From Deseret News archives:
Islamists bask in Saudi vote
Losing candidates immediately challenged the results of Thursday's balloting, the last of three stages of nationwide municipal elections that began in February. The results further the already strong showing of Islamists in the kingdom's tentative experiment with democracy.
"This is not democracy nor equal opportunity," said Nabil Qamlu, a Jiddah lawyer who lost to one of the candidates on the "golden list."
"Next elections I will have to grow a beard in order to get elected," he said. Beards are seen as a sign of a committed Muslim in this religious society.
Whether the results were an indication of popular support or the result of rule-bending clerical involvement, the Saudi monarchy will need to decide how much influence it will allow the Islamists to have. The government still controls the councils, appointing half their members.
Bassam Jamil al-Khadher, one of the winners in Jiddah, a port city on the Red Sea known as one of the more liberal parts of the kingdom, denied any coordination or formal list.
However, a list of names was widely circulated on the Internet and through cell phone text messages.
"Of course, our respected scholars supported us," al-Khadher said. "We are people known for our public service. It is only natural that we will get such support. We are an Islamic country and we are Islamists."

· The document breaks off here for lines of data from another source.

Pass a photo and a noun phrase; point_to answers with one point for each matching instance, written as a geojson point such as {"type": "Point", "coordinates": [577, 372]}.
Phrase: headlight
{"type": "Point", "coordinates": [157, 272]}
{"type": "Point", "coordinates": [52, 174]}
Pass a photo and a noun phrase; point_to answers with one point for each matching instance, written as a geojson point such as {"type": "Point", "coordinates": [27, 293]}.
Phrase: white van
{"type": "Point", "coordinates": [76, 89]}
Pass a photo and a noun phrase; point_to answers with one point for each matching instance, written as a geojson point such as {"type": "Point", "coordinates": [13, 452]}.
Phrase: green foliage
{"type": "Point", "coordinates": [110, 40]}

Abdel-Rahman al-Yamani, who secured the most votes in Jiddah nearly 12,000 of the 55,000 cast in the municipality attributed the Islamists' success to popular support rather than an organized clerical campaign.
"We are religious people by nature and secular people are not accepted by the society," he said.
The seven winning candidates in Jiddah all appeared on the so-called "golden list." In Mecca, the birthplace of Islam, seven candidates endorsed by the clergy also won. Five of the six winners in Buraydah, capital of ultraconservative Qaseem province, had been given a clerical nod, and Islamists in the holy city of Medina had a strong showing.